Cadavre Exquis d'Agustina Bazterrica
Etant une végétarienne convaincue et consommant majoritairement des produits vegans, je DEVAIS lire ce livre.
Agustina Bazterrica nous offre un livre coup de poignard parlant de spécisme et de la cause animale en étant volontairement choquante. Et ça marche !
Le personnage que nous suivons s'appelle Marcos, il travaille dans un abattoir d'humains. En effet, un virus a rendu la consommation des animaux non humains dangereuse et, face aux lobbies de la viande, les gouvernements finissent par légaliser et encadrer le cannibalisme en déshumanisant les viandes " spéciales" que sont d'autres êtres humains qui vont subir tout un tas de traitements objectifiants et dégradants, qu'on peut facilement mettre en parallèle avec l'objectification pour consommation que nos sociétés font subir aux animaux non humains.

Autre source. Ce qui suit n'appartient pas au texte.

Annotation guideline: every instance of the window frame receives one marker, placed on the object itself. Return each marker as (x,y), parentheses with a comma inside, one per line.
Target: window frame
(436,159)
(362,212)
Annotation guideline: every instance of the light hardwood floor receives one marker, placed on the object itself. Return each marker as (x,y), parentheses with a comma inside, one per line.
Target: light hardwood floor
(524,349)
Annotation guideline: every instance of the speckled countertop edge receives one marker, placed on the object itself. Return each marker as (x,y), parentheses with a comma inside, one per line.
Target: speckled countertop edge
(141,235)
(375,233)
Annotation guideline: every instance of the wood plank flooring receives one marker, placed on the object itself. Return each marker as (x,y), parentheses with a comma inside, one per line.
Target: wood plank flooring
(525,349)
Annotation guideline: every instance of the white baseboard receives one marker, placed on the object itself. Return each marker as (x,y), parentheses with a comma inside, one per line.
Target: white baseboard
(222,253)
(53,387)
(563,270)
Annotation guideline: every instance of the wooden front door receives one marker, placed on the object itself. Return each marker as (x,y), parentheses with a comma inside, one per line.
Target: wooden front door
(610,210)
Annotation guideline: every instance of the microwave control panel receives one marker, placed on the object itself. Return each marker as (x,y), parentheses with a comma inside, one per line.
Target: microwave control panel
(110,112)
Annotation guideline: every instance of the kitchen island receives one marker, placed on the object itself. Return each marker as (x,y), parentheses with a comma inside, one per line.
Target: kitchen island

Marcos vient de vivre une tragédie familiale et ce personnage est aussi froid que nécessaire. On le comprendra au fil du récit, les mots ont leur importance et permettent de mettre de la distance. Au delà d'expliquer comment des sociétés évoluées ont pu en arriver là dans cette dystopie, ce constat qui apparaît dès les premières pages du livre disent aussi quelque chose du fonctionnement de nos propres sociétés; on parle d'étourdir au lieu de battre, d'abattage au lieu d'assassinats, d'élevage au lieu de mouroirs.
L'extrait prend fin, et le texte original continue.